Malam menyelimuti rumah tua itu dengan sunyi. Suara jangkrik ramai bersahutan di luar, tetapi bagi mereka bertiga, suasana terasa tegang seperti bom waktu yang akan menunggu meledak.
Sellena memandang dokumen yang masih tergeletak di atas meja tua di hadapannya. Pikirannya penuh dengan bayangan Adrian dan ancamannya. Ia tahu mereka hanya punya sedikit waktu untuk bertindak dalam hal ini.

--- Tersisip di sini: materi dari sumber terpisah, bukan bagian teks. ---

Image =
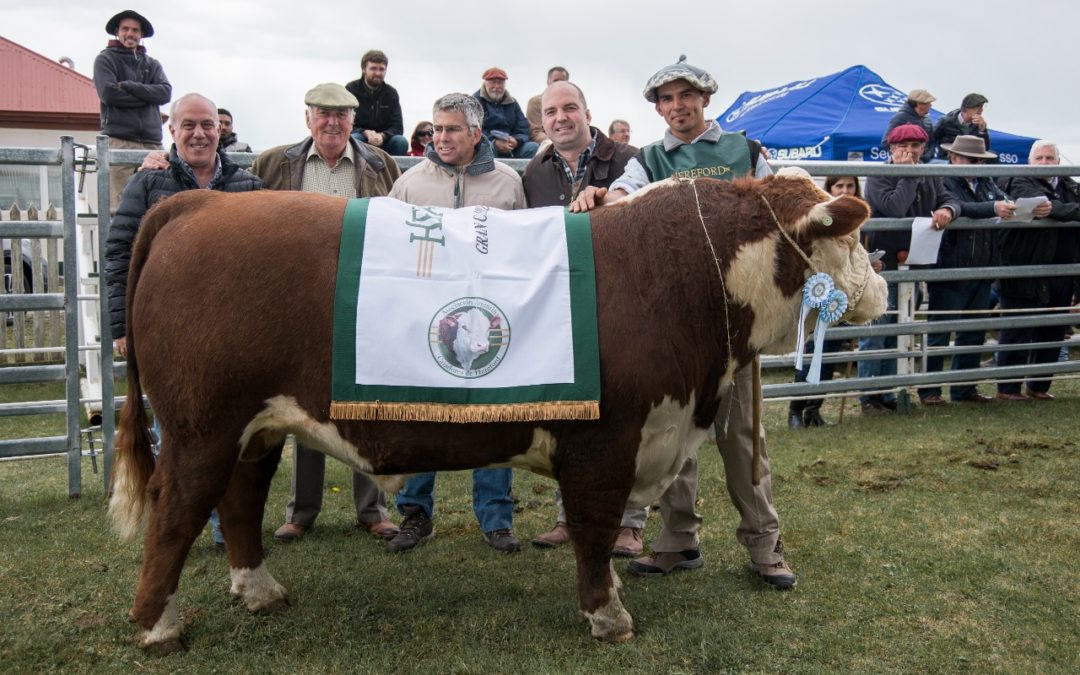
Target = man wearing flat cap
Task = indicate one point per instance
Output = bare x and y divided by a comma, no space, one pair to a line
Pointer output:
915,110
131,86
692,146
900,197
504,124
964,121
329,162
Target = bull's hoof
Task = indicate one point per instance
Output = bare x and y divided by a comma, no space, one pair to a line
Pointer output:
162,648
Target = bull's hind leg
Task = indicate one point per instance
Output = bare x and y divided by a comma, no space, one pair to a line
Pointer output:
594,500
242,509
184,488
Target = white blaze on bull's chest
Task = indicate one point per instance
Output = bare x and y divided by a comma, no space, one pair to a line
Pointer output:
751,280
669,436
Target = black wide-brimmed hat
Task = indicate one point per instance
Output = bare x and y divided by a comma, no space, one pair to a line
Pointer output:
113,24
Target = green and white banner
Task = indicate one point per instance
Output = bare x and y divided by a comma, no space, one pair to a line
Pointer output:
467,314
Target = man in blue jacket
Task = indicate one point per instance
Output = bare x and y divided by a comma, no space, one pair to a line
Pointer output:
131,86
504,124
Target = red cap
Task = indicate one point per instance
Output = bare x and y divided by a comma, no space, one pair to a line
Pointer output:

"Aku harap kita tidak menyesal dalam mengambil langkah ini," ucap Dika, memecah keheningan sambil terus mengetik. Tangannya sibuk memasukkan data-data penting ke jaringan anonim.
"Kita tidak punya pilihan lain," balas Arya dengan nada berat. "Setiap detik, Adrian makin dekat dengan kita. Jika kita diam, semua orang yang tahu soal ini pasti akan disingkirkan, dan kejahatannya akan terus berlanjut."

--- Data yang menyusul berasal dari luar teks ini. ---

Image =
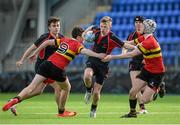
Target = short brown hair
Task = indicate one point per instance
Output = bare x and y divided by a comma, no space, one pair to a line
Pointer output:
106,19
53,19
77,31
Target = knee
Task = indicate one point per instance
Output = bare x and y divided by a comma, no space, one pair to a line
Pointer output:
145,100
132,94
96,93
88,76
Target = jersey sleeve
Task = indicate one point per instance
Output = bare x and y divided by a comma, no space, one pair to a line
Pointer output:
119,43
144,47
40,39
79,47
57,42
139,40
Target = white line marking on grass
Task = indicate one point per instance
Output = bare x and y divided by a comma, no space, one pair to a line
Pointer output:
110,113
93,124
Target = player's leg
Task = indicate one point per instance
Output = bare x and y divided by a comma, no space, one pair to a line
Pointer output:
148,95
162,90
25,95
138,85
35,82
133,75
96,98
88,74
65,90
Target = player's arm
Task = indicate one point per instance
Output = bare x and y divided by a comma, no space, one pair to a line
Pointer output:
128,46
133,53
46,43
25,55
85,32
89,52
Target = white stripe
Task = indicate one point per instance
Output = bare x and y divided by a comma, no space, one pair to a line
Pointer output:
91,124
109,113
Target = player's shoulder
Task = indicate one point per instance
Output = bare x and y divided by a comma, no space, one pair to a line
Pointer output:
60,35
113,35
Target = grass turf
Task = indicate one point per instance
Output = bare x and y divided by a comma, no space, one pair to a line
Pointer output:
42,110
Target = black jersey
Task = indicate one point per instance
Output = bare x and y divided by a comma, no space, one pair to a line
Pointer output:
49,50
134,35
105,44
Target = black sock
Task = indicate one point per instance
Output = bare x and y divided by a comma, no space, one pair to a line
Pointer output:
93,107
89,89
133,104
60,111
141,106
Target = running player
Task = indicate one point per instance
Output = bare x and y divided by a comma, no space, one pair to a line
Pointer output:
152,73
54,33
104,42
54,67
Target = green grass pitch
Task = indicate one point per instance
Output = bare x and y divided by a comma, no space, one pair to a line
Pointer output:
42,110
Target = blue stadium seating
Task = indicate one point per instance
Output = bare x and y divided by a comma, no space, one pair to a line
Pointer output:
165,12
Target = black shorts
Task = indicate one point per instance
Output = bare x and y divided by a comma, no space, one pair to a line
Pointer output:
37,64
48,70
100,70
153,80
135,65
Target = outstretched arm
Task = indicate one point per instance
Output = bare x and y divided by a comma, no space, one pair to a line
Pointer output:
42,46
133,53
85,32
25,55
89,52
128,46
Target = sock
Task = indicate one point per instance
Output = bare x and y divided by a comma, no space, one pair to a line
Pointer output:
93,107
60,111
133,104
141,106
18,97
89,89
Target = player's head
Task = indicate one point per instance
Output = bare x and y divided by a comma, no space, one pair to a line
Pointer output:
77,33
54,25
138,22
149,26
105,24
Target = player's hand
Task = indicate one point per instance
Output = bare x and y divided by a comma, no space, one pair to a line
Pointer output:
124,50
32,58
107,58
102,55
19,63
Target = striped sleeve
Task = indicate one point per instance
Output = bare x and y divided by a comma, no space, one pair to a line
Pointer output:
139,40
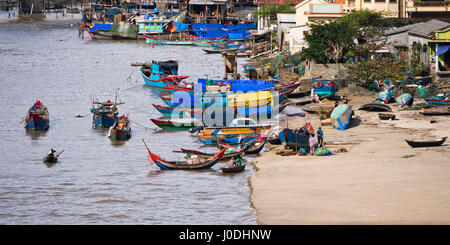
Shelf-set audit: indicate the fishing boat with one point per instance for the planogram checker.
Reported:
(170, 111)
(340, 117)
(431, 143)
(384, 97)
(212, 51)
(436, 111)
(112, 31)
(293, 138)
(235, 168)
(213, 100)
(326, 88)
(104, 114)
(170, 40)
(37, 117)
(319, 107)
(159, 74)
(255, 146)
(386, 116)
(404, 100)
(375, 107)
(52, 158)
(194, 163)
(238, 126)
(438, 100)
(121, 129)
(208, 42)
(175, 125)
(231, 151)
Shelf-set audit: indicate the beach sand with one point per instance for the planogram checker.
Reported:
(379, 180)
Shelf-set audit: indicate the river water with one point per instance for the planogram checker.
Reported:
(96, 181)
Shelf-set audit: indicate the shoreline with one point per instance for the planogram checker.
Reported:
(379, 180)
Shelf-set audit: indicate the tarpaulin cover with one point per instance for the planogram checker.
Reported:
(220, 27)
(250, 85)
(238, 85)
(240, 27)
(404, 100)
(103, 27)
(442, 49)
(235, 35)
(337, 112)
(126, 30)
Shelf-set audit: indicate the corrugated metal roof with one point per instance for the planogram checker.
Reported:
(262, 2)
(420, 29)
(207, 2)
(286, 18)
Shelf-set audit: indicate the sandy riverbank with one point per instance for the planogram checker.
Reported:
(380, 180)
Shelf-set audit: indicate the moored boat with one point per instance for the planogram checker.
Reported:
(438, 100)
(37, 117)
(104, 115)
(121, 129)
(326, 88)
(234, 169)
(175, 125)
(293, 138)
(340, 117)
(159, 74)
(196, 163)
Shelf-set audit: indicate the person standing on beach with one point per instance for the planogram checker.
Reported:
(312, 144)
(320, 137)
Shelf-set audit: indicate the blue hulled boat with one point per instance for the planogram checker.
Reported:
(340, 117)
(105, 114)
(159, 74)
(37, 117)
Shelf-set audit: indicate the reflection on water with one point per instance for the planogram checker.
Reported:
(97, 181)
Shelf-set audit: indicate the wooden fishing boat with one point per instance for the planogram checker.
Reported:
(294, 138)
(160, 74)
(37, 117)
(375, 107)
(229, 152)
(275, 140)
(340, 117)
(235, 169)
(228, 139)
(121, 129)
(438, 100)
(170, 111)
(239, 126)
(51, 158)
(169, 40)
(175, 125)
(212, 51)
(404, 100)
(386, 116)
(436, 111)
(432, 143)
(254, 146)
(202, 163)
(325, 88)
(104, 114)
(318, 107)
(213, 100)
(384, 97)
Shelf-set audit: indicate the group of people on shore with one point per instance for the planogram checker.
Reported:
(313, 143)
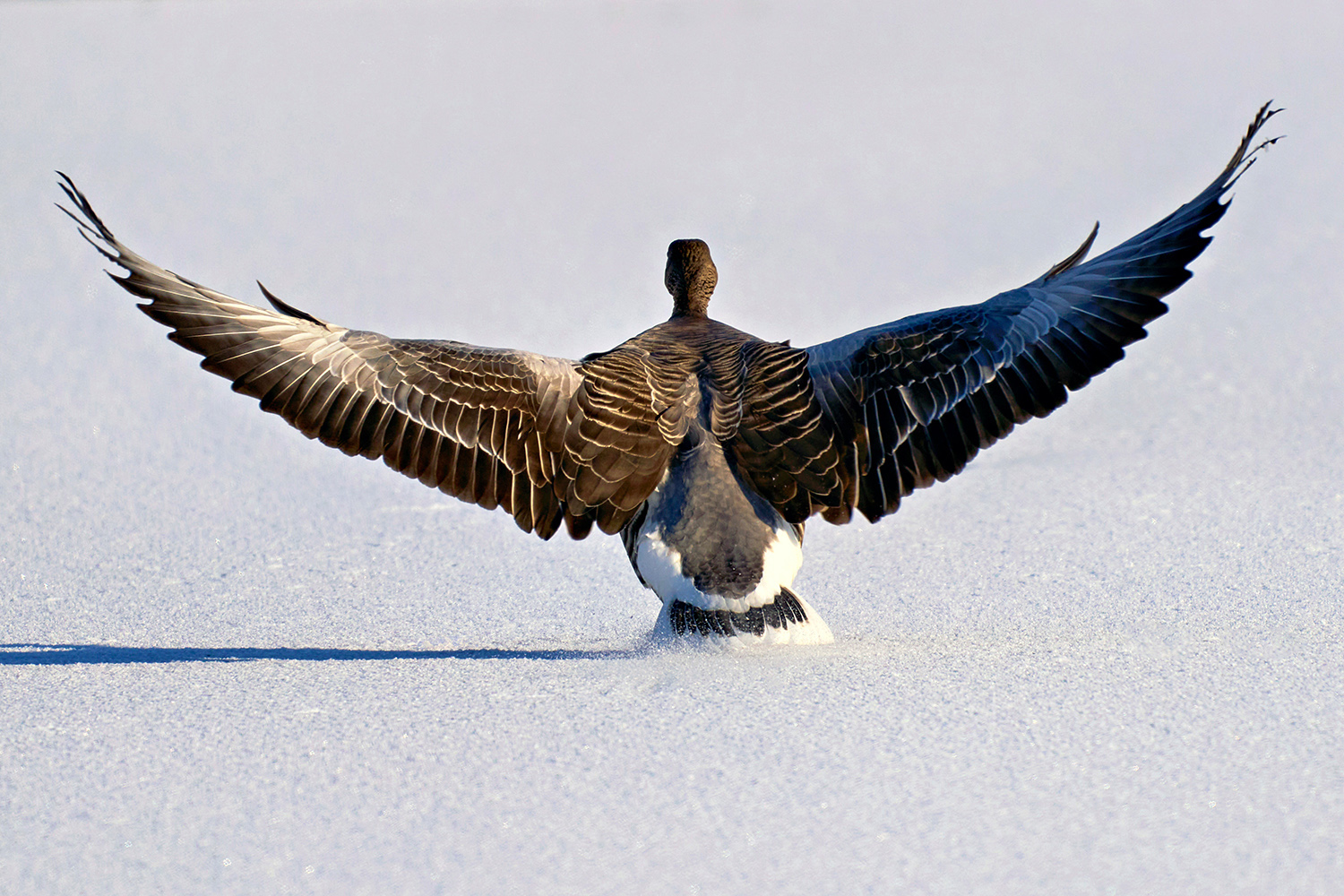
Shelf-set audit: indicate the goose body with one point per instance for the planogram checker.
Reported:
(704, 447)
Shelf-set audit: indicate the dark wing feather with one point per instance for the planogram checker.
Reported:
(911, 402)
(546, 440)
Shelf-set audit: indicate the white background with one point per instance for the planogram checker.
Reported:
(1104, 659)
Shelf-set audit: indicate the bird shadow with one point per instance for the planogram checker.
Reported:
(66, 654)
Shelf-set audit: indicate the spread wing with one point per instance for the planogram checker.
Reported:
(911, 402)
(543, 438)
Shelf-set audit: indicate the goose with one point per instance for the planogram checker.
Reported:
(704, 447)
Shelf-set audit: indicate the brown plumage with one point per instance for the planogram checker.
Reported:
(854, 424)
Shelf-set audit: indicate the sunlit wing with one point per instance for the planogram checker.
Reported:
(543, 438)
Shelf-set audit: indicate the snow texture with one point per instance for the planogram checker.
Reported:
(1104, 659)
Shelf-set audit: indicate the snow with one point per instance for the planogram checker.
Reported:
(1105, 659)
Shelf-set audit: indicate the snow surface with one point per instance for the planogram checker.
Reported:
(1104, 659)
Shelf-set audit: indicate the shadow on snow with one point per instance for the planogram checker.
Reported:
(65, 654)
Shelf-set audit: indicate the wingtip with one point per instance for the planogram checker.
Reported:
(1077, 257)
(285, 308)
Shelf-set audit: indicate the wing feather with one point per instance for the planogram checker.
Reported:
(917, 400)
(545, 438)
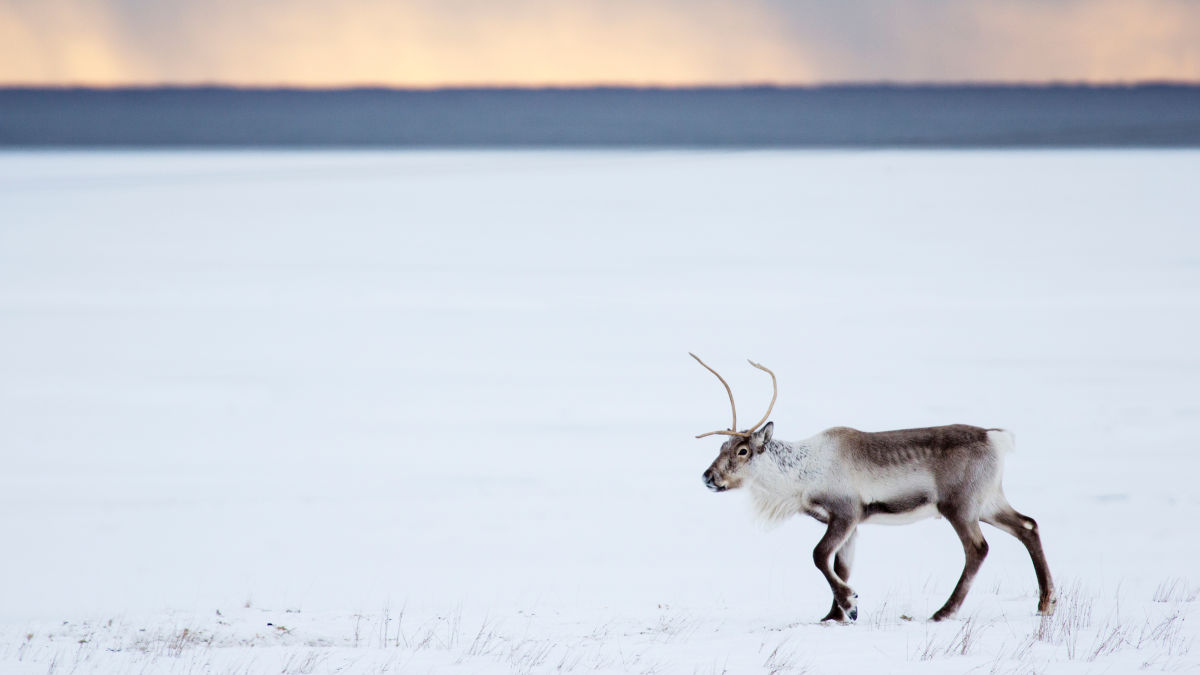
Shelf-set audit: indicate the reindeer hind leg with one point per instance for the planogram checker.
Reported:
(1025, 529)
(976, 549)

Sellena hanya terdiam. Ada konflik dalam dirinya—takut untuk melanjutkan, tapi juga terlalu terlambat untuk mundur lagi. Matanya mulai menatap purnama yang tergantung di langit. Cahaya itu begitu terang, tetapi rasanya seperti menusuk hati. Ia teringat Nolan, senyum dan pengorbanannya yang terus membayang di pikirannya.
"Apa selanjutnya setelah ini?" tanya Sellena akhirnya.
Arya menarik napas panjang. "Jika dokumen ini menyebar dengan cukup luas, Adrian akan kehilangan kontrol. Tapi kita tahu dia tidak akan menyerah tanpa perlawanan."
Malam semakin larut. Mereka tahu bahwa di luar sana, Adrian dan anak buahnya sedang berusaha untuk mencari dan menemukan mereka. Dika bekerja sangat keras, ia menyusup ke berbagai platform untuk mendistribusikan dokumen-dokumen itu ke banyak jaringan.
Namun, saat pekerjaan hampir selesai, tiba-tiba alarm di laptop Dika berbunyi. Matanya membelalak. "Sial, seseorang melacak kita!"
"Secepat itu?!" Arya berdiri dengan wajah yang sangat serius.
"Mereka menggunakan sistem pengacau sinyal, ini canggih sekali. Mereka pasti sudah dekat," ujar Dika dengan panik.
Sellena merasakan darahnya membeku seketika dan jantungnya hampir copot. Dia memegang tangan Arya. "Kita harus pergi sekarang!"
Arya mengangguk. "Dika, ambil semua datanya, kita lakukan sisanya nanti!"
Mereka segera berkemas dan meninggalkan rumah tua itu. Dalam perjalanan keluar, lampu-lampu mobil terlihat di kejauhan. Arya tahu itu bukan tanda yang baik.
"Kita harus berpisah," ucap Arya tiba-tiba sambil menghentikan mobil di persimpangan kecil.
"Tunggu, apa maksudmu?" tanya Sellena.
"Mereka pasti mengikuti mobil kita. Sellena, kau dan Dika ambil jalan kecil ini, aku akan mengalihkan perhatian mereka," jelas Arya dengan tegas.
"Dan kalau mereka menangkapmu?!" suara Sellena gemetar.
Arya menatapnya dengan penuh keyakinan. "Aku sudah siap untuk semua inj. Yang terpenting, dokumen ini harus sampai di tangan yang tepat. Aku percaya padamu, Sellena."
Sellena ingin sekali membantah, tetapi ia tahu Arya benar. Ia menggenggam tangan Arya sejenak sebelum akhirnya melangkah pergi bersama Dika.
Mobil Arya melaju ke arah berlawanan, dengan lampu-lampu mobil yang mendekat mengejarnya. Sementara itu, Sellena dan Dika melangkah dengan cepat di tengah kegelapan malam, hanya ditemani cahaya purnama yang seolah menjadi petunjuk jalan mereka berdua.
Sellena tahu, ini belum berakhir. Perjalanan mereka baru saja dimulai, dan cakrawala yang mereka tuju kini tampak retak oleh banyaknya ancaman. Namun di hatinya, ia bertekad bahwa apa pun yang terjadi, kebenaran harus terungkap.